The other day, from a retailer’s sale selection, I could buy 4x Chablis Vaillons spanning the 2007-2010 vintages – so why not! Here are the first two (not an auspicious start!)…
2007 Domaine Servin, Chablis 1er Vaillons
The cork smelled fine, but what happened to the colour? – deep, almost amber. The nose hasn’t a hint of traditional ‘oxidation’ but it’s clearly there in another form; the colour and aroma are of cider, indeed not just the smell of apples, but bruised apples – there’s a little lanolin too, which you normally have to wait 15+ years for, not 5! Flavour-wise, again no sherry-style oxidation, but the bruised apple theme is a consistent one. The acidity is good and this is concentrated and silky – but clearly should have been drunk before its third birthday – probably!
Rebuy – No
What a difference a year makes – or was it the producer, or the DIAM seal, or none of the above…(?)
Interestingly, because of the cheesy reduction, I give this a bit of a Fourrier shake to see if it might help. I’d no impression of CO2 like I often get in reds, but there was much more hidden in here – interesting how we don’t perceive that – or maybe we’ve just become accustomed to it!

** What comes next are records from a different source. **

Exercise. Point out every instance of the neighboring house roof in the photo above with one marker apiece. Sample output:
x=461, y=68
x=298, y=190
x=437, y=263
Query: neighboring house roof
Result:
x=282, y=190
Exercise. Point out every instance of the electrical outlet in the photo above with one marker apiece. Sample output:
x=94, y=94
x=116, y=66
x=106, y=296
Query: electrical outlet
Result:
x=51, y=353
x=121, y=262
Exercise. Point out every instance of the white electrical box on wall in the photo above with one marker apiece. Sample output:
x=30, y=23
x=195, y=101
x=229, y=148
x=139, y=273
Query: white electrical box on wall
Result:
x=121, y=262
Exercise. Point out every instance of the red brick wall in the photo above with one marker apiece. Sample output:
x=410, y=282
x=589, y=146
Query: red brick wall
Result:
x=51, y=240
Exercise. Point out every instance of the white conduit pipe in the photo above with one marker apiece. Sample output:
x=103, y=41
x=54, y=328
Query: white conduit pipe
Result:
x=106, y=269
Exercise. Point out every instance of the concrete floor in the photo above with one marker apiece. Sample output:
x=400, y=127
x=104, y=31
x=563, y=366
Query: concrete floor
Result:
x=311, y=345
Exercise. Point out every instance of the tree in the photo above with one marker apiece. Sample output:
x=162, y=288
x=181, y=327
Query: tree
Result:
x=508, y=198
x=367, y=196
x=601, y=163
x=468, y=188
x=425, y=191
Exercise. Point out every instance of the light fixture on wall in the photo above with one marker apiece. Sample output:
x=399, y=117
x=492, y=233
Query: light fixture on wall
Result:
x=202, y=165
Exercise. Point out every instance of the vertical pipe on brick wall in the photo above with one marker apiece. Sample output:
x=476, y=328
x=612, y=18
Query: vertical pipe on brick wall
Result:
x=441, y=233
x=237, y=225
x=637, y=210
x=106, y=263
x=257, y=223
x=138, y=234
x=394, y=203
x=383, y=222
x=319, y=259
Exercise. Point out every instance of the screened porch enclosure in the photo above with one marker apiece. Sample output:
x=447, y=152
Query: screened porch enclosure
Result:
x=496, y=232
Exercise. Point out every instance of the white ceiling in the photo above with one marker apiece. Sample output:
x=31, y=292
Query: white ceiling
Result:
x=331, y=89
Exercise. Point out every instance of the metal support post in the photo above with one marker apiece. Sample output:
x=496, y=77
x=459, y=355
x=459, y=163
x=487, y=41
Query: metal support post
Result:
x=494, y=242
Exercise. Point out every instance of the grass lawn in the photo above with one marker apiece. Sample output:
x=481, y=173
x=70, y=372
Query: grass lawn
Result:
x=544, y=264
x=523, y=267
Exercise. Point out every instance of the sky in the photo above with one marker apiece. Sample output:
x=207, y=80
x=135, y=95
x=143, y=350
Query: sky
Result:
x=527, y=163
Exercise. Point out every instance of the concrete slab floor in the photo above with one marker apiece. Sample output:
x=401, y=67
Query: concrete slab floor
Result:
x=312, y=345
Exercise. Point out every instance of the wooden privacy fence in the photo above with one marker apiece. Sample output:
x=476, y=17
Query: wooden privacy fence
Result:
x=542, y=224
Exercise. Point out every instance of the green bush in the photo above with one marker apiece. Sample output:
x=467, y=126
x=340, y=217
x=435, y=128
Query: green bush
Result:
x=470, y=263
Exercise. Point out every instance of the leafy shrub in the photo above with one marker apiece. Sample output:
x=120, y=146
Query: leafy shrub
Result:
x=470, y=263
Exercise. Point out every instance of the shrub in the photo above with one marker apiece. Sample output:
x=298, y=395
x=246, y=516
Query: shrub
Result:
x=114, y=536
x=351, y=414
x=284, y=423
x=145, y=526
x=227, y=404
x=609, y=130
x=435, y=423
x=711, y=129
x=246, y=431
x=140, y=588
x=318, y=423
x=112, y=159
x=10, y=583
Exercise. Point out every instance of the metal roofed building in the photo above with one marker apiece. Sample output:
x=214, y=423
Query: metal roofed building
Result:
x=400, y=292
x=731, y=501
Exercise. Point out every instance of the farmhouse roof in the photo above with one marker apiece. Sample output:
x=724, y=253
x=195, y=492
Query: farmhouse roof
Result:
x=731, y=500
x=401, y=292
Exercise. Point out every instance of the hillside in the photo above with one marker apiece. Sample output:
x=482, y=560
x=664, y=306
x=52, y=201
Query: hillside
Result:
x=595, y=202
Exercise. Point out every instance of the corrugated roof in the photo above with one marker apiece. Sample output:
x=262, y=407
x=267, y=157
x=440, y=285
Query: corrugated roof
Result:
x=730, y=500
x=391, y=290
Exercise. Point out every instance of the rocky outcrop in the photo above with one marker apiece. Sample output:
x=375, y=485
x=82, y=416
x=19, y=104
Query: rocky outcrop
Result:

2008 William Fevre, Chablis 1er Vaillons
Medium lemon yellow colour. The nose really needs a bit of time to clean up as there’s a bit of reduction and something a bit cheesy – sulfites probably – but even from the start, a vigorous swirl released pretty, citrus fruit aroma. Half an hour later, the nose is much better, though the fruit is still a little cloying. In the mouth this is lithe, just a little silky and finely transparent – don’t let it warm though as it can get blousy. Overall, nicely incisive, but the weird aroma was also a component of the flavour. Clearly in better shape than the 2007, but not particularly more drinkable. Day 2, and this is a more interesting proposition – intensity, zing and hardly any element of that odd flavour or aroma – indeed, quite nice.